Вообще Черная речка могла похвастаться в то время своею тишиной. Вот жившие в Новой Деревне жаловались, что дачникам от стоящих там кавалергардов[65]
житья нет… Говорили, будто офицеры ходят мимо дам на Неву купаться в одних только накинутых на тело простынях и домой возвращаются в таком же костюме, что по ночам они бегают вдоль деревни, стучат дубинами в ставни и кричат: «Пожар! пожар!..» Перепуганные со сна женщины выбегают на улицу в одном белье… Насколько все это было справедливо, не знаю, но вот что отец мой и все жители Черной речки того времени видели своими глазами: молодым повесам, кавалергардским офицерам, видно, тесно показалось творить свои проказы в одной Новой Деревне, и они начали пробираться в нашу мирную обитель… По ночам на Черной речке начал разъезжать черный катер с поставленным на нем черным же гробом; гребцы и сидевшие с факелами около гроба люди были одеты в черных плащах и больших круглых черных шляпах, как похоронные факельщики того времени.

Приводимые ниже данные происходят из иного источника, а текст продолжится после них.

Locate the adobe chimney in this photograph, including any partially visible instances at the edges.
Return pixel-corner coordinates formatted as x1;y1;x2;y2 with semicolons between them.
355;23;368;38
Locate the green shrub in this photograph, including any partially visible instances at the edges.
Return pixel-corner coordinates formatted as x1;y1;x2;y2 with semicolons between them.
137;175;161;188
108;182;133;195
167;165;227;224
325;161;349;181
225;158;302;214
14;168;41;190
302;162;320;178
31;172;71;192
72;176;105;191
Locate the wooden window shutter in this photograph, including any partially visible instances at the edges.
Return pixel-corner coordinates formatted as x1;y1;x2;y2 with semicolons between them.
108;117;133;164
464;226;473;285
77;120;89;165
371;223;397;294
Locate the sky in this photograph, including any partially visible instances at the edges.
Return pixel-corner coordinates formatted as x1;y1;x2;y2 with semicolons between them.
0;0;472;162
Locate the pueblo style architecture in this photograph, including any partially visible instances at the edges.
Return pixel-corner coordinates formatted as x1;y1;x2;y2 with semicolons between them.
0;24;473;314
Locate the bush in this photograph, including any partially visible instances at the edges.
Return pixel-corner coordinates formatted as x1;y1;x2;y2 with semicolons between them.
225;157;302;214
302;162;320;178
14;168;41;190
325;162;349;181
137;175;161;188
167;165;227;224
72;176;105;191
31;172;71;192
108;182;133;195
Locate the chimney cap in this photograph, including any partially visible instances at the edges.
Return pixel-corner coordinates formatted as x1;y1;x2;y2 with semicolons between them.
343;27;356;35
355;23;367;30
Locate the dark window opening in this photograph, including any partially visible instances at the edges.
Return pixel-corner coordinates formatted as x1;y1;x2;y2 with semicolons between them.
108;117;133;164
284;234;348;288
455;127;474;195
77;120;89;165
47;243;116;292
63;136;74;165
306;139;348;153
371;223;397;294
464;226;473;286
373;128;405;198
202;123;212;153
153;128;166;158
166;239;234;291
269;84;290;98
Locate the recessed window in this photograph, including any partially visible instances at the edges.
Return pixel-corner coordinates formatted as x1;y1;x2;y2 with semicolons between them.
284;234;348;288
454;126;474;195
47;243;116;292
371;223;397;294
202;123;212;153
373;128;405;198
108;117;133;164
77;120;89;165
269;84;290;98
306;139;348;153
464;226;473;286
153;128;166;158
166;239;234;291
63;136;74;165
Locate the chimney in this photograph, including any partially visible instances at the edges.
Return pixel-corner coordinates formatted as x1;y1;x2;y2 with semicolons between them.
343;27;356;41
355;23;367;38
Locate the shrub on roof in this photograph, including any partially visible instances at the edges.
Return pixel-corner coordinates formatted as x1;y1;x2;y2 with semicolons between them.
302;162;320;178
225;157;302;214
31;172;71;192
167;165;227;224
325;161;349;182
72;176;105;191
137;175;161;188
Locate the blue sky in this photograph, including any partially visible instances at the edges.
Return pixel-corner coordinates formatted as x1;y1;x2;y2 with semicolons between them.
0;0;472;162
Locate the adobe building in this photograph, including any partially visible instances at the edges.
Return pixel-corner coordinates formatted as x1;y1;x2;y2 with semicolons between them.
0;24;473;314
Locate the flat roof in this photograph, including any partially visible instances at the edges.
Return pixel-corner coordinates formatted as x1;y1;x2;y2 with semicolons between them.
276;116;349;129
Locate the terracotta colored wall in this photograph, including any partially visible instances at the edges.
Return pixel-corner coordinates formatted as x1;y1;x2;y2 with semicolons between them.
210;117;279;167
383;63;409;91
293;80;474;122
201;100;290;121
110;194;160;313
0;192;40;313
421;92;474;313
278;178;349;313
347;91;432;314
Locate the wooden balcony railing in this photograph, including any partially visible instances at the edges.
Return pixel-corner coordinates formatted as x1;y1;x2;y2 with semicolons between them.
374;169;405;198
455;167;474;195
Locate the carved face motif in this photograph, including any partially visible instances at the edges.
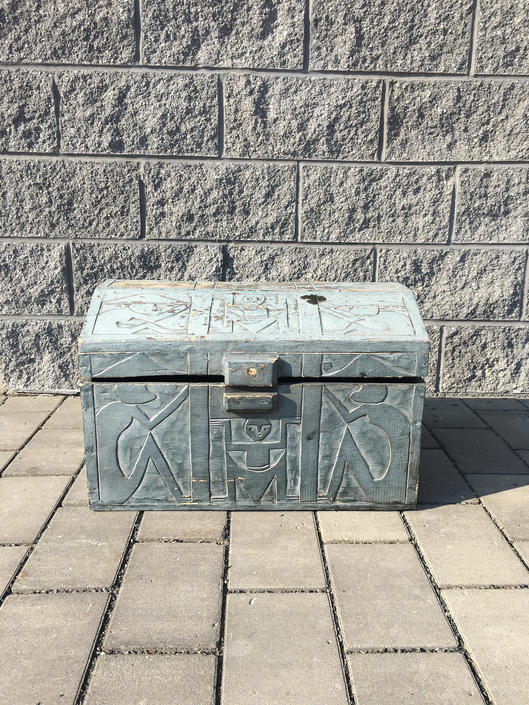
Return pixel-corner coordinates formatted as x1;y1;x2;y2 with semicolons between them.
240;294;266;308
244;419;272;441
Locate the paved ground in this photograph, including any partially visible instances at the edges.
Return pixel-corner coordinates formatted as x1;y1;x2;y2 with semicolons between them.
1;395;529;705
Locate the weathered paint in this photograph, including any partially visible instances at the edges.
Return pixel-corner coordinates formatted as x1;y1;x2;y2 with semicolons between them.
80;281;429;511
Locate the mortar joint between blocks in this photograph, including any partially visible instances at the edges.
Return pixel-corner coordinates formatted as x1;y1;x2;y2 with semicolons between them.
217;75;225;159
302;0;311;72
468;0;481;76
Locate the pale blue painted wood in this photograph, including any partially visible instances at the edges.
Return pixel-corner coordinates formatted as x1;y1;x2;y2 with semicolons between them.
80;280;429;511
79;280;429;356
82;380;425;510
80;350;429;380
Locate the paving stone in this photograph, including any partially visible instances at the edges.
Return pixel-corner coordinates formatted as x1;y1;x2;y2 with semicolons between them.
434;428;528;474
0;412;48;451
0;450;14;471
417;448;477;505
13;507;134;592
442;327;529;396
479;411;529;449
0;70;56;152
348;652;483;705
386;80;529;161
72;241;223;313
318;511;408;543
0;319;82;393
0;159;140;240
104;542;223;650
455;167;529;243
0;476;69;543
466;474;529;540
476;0;529;74
0;240;70;315
0;546;27;599
224;75;381;160
0;403;61;451
421;425;439;448
229;513;325;590
517;449;529;466
85;653;217;705
310;0;472;73
406;505;528;587
142;0;303;68
44;396;83;430
0;0;135;63
301;165;453;244
515;541;529;567
0;592;108;705
443;588;529;705
62;466;89;507
423;398;486;428
144;162;296;241
377;247;525;320
326;543;455;649
464;397;527;411
225;244;374;282
0;395;62;414
59;71;218;156
138;511;226;542
223;592;348;705
4;426;84;476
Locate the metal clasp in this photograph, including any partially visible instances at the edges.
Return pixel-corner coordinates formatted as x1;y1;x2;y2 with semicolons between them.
222;355;278;412
222;355;278;387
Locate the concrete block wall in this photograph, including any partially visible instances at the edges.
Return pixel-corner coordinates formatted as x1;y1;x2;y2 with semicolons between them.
0;0;528;395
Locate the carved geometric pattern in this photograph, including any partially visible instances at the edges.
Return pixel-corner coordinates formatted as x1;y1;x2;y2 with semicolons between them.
90;289;416;340
86;381;421;509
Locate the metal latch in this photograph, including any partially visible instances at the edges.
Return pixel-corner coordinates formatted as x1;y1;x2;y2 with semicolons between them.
222;355;278;412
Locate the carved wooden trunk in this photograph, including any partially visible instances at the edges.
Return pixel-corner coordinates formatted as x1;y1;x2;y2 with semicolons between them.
80;281;429;511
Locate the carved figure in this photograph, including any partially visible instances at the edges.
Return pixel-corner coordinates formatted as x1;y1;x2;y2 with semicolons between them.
95;385;189;503
320;385;409;502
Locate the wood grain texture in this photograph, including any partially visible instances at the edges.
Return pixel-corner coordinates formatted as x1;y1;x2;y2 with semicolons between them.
83;381;424;510
80;280;428;511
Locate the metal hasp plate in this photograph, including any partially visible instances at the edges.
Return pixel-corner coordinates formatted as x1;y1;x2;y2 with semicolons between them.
79;280;429;511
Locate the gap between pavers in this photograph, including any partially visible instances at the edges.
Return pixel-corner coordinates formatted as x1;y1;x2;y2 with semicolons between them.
479;410;529;450
466;474;529;541
417;449;477;506
405;504;529;587
228;512;326;590
0;545;28;599
433;428;528;475
62;465;89;507
0;591;109;705
43;395;83;430
423;399;486;429
222;592;348;705
348;652;484;705
443;588;529;705
0;396;64;452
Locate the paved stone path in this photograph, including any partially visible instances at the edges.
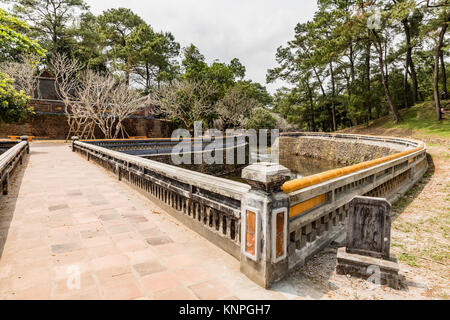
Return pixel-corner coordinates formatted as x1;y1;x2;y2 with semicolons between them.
0;143;315;300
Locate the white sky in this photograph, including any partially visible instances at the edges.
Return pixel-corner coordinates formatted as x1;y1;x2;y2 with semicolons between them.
84;0;318;93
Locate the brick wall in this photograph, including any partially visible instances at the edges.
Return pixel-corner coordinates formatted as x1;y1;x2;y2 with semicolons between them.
0;113;176;139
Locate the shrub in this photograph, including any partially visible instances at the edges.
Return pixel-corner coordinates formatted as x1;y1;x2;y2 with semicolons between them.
0;72;32;123
246;108;277;130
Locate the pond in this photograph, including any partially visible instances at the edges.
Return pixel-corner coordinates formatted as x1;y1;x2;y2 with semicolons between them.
143;151;342;184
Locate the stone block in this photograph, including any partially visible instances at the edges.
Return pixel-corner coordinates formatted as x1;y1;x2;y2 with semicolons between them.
346;196;392;259
336;247;400;289
302;223;312;235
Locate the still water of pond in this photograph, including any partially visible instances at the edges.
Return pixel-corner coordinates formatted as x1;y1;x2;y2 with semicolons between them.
223;154;342;183
145;152;342;184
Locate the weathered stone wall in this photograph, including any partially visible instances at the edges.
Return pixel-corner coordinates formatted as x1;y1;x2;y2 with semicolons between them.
280;136;400;165
0;114;176;139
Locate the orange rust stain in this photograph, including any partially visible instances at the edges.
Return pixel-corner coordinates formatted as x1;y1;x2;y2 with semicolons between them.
289;194;327;218
275;211;285;258
245;210;256;256
282;143;425;194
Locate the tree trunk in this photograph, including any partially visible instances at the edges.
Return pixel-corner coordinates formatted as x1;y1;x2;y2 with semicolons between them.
384;38;389;84
349;41;355;85
307;83;316;132
373;31;401;123
409;55;419;104
434;21;448;121
329;62;337;131
440;49;448;100
366;31;372;121
146;64;150;89
403;53;410;109
402;19;418;105
312;66;326;97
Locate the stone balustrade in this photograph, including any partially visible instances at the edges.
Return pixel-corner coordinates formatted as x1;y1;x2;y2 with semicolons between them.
278;133;427;275
73;138;250;259
73;132;428;288
0;138;29;196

Все они заунывно пели «Со святыми упокой» и этим будили и пугали крестьян и дачниц… Вскоре узнали, что факельщики эти были не кто иные, как молодежь кавалергарды, а в гробу почил не покойник, а шампанское. Днем они тоже не сидели спокойно, а с криками, шумом и гамом носились по нашей деревне на своих собственных пожарных трубах, все стоя на ногах, в сюртуках без эполет, в голубых вязаных шерстяных беретах с серебряными кистями, точно таких, как теперь носят дети… На углу Черной речки, там, где дорога направляется к имению Ланских, стояла двухэтажная дача с балконом. В ней жила хорошенькая французская актриса m-elle Adele. За что-то ее бедную возненавидели кавалергарды. Раз как-то, среди бела дня, сидела она преспокойно у себя на балконе, как вдруг, откуда ни возьмись, налетели кавалергарды с своими пожарными трубами и с криками: «У Адели сердце горит!» — давай качать на нее холодную воду…Несчастная женщина до того испугалась, что даже захворала… В другой раз мы с няней в Ланском парке набрели на несчастную Adele, привязанную веревками к толстому дубу. Такая страсть была: шляпа с нее упала на траву, длинная коса распустилась; рвется, отвязаться не может и кричит как зарезанная… И это все они же, кавалергарды, натворили… Она гуляла утром, а они поймали ее, привязали к дубу и ушли.
А то еще у Николая Ивановича Греча с ними вышла неприятность: вздумалось ему как-то вечерком пойти гулять в Строгановский сад. Подошел он к плоту, а паром надо было подождать, на нем переезжала от Строгановского сада какая-то немочка с горбатенькой дочкой. Подъехали, мать вышла на берег, а девушка одной ногой вступила на плот, как вдруг с другого берега сильно дернули веревку, плот подался назад, бедная горбунья сорвалась и упала в речку… Греч проворно выхватил ее из воды и тут только увидал, что эту гадкую шалость устроили кавалергарды…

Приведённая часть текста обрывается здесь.